The so-called "biomarkers" help him and his staff devise a treatment plan.

The hype is there, but beneath it all neither Brandy nor Donaldson promise anything more than to give their customers a chance "to enjoy longer, healthier lives."

"When I try to explain what aging is," says Brandy, "I ask my patient to peel an apple and let it sit out overnight. You know how it turns brown, and shrivels up. Well, that's essentially what happens to people over the years. But we can now slow the process down."

Not so fast, says Dr. Lewis Kuller, chairman of the epidemiology department at the University of Pittsburgh Graduate School of Public Health.

"The truth of the matter is, we don't have the answers on longevity. People are legitimately concerned about this, and they want hope. They come to me, and I'm honest. They don't want that. They want someone to tell them that if they take this supplement they'll live to 105."

Adds nutritionist Leslie Bonci: "Your body should not be viewed as a receptacle to keep dumping supplements.
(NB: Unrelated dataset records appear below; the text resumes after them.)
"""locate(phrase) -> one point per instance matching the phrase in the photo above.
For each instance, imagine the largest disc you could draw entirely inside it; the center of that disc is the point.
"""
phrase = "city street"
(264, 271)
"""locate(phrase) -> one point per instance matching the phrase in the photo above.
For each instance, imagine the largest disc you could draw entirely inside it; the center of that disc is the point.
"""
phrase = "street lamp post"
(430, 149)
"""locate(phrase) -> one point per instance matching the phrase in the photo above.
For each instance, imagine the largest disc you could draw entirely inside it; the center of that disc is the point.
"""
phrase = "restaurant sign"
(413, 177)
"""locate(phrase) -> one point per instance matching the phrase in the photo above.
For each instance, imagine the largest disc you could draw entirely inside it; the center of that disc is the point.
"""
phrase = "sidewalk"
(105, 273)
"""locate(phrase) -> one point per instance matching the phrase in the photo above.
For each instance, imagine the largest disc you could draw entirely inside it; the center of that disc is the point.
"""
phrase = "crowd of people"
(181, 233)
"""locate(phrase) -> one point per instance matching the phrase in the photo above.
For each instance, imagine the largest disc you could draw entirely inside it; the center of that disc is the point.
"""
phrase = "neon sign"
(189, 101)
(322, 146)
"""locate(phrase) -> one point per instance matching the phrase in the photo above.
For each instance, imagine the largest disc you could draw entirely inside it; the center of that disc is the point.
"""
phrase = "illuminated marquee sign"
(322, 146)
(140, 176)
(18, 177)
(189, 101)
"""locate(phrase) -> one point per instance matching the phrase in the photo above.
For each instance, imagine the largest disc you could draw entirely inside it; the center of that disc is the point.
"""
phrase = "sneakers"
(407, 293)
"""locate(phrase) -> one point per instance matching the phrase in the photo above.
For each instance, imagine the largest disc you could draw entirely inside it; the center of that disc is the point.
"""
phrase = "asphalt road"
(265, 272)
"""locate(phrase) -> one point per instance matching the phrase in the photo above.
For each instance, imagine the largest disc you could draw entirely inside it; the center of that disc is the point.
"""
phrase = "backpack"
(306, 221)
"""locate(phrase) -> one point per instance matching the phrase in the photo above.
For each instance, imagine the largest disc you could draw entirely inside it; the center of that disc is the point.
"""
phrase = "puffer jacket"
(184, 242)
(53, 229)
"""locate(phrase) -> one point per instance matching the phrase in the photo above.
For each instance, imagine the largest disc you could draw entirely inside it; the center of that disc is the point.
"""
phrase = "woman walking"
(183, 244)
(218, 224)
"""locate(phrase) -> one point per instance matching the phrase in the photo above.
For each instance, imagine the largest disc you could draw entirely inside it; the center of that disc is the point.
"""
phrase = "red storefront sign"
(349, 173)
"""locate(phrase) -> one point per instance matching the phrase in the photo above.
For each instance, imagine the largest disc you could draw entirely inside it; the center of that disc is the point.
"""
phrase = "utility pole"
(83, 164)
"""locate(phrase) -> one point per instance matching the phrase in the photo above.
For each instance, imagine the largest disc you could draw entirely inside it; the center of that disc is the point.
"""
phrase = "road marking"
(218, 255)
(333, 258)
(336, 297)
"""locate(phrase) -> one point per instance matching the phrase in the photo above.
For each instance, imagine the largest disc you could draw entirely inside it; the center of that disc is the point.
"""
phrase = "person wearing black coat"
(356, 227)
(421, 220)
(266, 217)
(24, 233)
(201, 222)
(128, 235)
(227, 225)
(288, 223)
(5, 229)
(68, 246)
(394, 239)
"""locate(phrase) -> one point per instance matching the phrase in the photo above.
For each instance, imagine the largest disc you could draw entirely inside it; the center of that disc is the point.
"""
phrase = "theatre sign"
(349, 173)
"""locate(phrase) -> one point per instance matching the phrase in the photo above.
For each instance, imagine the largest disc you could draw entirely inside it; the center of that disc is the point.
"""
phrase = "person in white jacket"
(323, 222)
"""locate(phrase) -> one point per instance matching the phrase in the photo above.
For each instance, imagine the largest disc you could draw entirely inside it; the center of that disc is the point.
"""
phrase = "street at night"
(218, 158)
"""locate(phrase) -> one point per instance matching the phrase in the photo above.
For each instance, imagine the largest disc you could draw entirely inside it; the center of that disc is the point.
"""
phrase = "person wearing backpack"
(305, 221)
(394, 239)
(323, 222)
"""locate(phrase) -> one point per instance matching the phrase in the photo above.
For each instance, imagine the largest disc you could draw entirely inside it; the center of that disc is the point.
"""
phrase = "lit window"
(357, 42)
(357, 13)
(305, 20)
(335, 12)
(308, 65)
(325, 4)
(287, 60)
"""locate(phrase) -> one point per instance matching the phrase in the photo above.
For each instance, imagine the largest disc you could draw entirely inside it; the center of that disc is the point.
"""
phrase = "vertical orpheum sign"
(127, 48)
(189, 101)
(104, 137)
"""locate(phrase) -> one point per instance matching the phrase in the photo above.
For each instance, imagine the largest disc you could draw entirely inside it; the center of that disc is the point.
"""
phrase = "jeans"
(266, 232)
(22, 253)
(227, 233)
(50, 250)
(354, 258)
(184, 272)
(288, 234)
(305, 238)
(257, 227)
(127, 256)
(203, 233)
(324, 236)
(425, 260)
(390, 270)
This just plays up to the fears of people. The truth is, if you eat right you're going to feel physically better."

Part of the problem, Kuller says, stems from the Food and Drug Administration's inability to regulate the potions sold over the counter.

"The ones who sell these pills and powders are perpetuating quackery. And yet, it's an important field. Getting old is a messy business, and people don't want to hear that there's nothing we can do about it," he says.

"It's all very fascinating," says Bonci. "Maybe someday we'll discover the key to keep people living longer and healthier. But is there a magic formula? I don't think so."